Non renvoi
REPUBLIQUE FRANCAISE
AU NOM DU PEUPLE FRANCAIS
Vu la procédure suivante :
La société Bayer HealthCare, à l'appui de sa demande tendant à l'annulation de la décision du Comité économique des produits de santé du 26 janvier 2023 mettant à sa charge la somme de 16 915 669 euros au titre de la remise prévue à l'article L. 138-13 du code de la sécurité sociale due pour l'année 2021, a produit des mémoires, enregistrés les 20 juillet et 27 octobre 2023 au greffe du tribunal administratif de Lille, en application de l'article 23-1 de l'ordonnance n° 58-1067 du 7 novembre 1958, par lesquels elle soulève une question prioritaire de constitutionnalité.
Par une ordonnance n° 2302544 du 4 décembre 2023, enregistrée le 6 décembre 2023 au secrétariat du contentieux du Conseil d'Etat, le président de la 6ème chambre du tribunal administratif de Lille, avant qu'il soit statué sur la demande de la société Bayer HealthCare, a décidé, par application des dispositions de l'article 23-2 de l'ordonnance n° 58-1067 du 7 novembre 1958, de transmettre au Conseil d'Etat la question de la conformité aux droits et libertés garantis par la Constitution des articles L. 138-10 à L. 138-12 du code de la sécurité sociale.

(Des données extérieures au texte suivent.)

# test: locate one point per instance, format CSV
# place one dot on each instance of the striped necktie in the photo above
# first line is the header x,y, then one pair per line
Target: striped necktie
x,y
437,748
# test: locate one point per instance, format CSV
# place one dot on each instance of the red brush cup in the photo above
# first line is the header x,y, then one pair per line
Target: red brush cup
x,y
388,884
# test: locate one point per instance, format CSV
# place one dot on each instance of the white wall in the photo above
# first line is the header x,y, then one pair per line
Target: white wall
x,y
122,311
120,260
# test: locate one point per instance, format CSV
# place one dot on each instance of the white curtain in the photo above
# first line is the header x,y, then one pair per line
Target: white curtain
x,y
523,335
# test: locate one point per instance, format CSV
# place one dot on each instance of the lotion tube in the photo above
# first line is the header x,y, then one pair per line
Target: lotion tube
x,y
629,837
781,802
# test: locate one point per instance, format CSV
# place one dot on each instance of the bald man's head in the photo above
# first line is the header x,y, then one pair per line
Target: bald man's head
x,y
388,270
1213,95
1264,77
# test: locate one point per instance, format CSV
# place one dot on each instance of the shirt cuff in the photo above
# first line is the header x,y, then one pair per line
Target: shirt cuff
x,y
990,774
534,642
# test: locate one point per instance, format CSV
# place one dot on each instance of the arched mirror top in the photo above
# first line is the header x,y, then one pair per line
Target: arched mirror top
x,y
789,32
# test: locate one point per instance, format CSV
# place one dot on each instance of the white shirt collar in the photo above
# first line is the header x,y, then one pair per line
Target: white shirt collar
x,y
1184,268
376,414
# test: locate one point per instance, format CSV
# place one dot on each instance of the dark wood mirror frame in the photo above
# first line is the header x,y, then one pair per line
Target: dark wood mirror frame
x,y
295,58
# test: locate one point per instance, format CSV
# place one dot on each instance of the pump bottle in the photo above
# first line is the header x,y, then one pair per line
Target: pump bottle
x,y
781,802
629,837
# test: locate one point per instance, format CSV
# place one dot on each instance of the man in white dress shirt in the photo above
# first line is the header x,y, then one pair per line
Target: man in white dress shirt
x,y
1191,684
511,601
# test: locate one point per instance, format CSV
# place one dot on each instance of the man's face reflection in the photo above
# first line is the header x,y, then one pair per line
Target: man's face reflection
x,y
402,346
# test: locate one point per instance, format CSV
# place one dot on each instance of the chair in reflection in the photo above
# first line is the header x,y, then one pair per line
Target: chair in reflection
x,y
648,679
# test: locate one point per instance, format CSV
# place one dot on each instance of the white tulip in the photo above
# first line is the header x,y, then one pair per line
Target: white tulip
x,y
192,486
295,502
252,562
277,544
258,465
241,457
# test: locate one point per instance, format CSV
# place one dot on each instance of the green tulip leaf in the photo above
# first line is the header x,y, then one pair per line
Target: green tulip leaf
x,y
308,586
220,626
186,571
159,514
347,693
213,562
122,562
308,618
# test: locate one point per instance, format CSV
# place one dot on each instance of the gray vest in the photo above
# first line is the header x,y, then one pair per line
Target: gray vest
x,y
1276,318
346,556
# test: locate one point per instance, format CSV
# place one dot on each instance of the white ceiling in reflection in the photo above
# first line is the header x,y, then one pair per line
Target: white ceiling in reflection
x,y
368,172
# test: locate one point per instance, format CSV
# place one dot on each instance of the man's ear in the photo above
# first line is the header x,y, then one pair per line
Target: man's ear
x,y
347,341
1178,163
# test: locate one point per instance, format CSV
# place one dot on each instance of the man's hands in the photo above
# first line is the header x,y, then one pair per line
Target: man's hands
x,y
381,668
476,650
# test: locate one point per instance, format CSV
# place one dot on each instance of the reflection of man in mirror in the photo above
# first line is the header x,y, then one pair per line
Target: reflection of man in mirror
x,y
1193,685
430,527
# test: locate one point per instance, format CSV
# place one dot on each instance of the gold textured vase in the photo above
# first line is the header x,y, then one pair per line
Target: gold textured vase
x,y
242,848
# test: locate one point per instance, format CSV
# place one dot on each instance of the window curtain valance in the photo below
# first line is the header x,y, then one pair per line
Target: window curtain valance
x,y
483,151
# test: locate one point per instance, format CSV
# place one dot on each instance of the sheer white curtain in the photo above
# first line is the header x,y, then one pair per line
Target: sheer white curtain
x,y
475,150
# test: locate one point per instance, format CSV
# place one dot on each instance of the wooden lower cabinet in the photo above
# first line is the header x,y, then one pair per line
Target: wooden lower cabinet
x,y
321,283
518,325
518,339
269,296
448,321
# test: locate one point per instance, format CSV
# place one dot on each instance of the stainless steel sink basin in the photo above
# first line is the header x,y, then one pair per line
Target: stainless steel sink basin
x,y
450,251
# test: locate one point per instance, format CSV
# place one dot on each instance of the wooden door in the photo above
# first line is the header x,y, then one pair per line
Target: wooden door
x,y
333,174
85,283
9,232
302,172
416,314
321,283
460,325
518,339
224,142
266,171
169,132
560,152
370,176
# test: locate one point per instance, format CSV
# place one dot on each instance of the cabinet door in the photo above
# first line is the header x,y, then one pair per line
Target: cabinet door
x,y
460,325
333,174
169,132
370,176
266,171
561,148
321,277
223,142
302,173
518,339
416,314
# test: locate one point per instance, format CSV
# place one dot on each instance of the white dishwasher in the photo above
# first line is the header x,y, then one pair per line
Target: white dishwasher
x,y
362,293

Dans la question prioritaire de constitutionnalité transmise et dans un mémoire enregistré le 9 janvier 2024 au secrétariat du contentieux du Conseil d'Etat, la société Bayer HealthCare soutient que les articles L. 138-10, L. 138-11 et L. 138-12 du code de la sécurité sociale, dans leur rédaction en vigueur au 31 décembre 2021, applicables au litige, méconnaissent les articles 13, 14, 16 et 17 de la Déclaration des droits de l'homme et du citoyen du 26 août 1789.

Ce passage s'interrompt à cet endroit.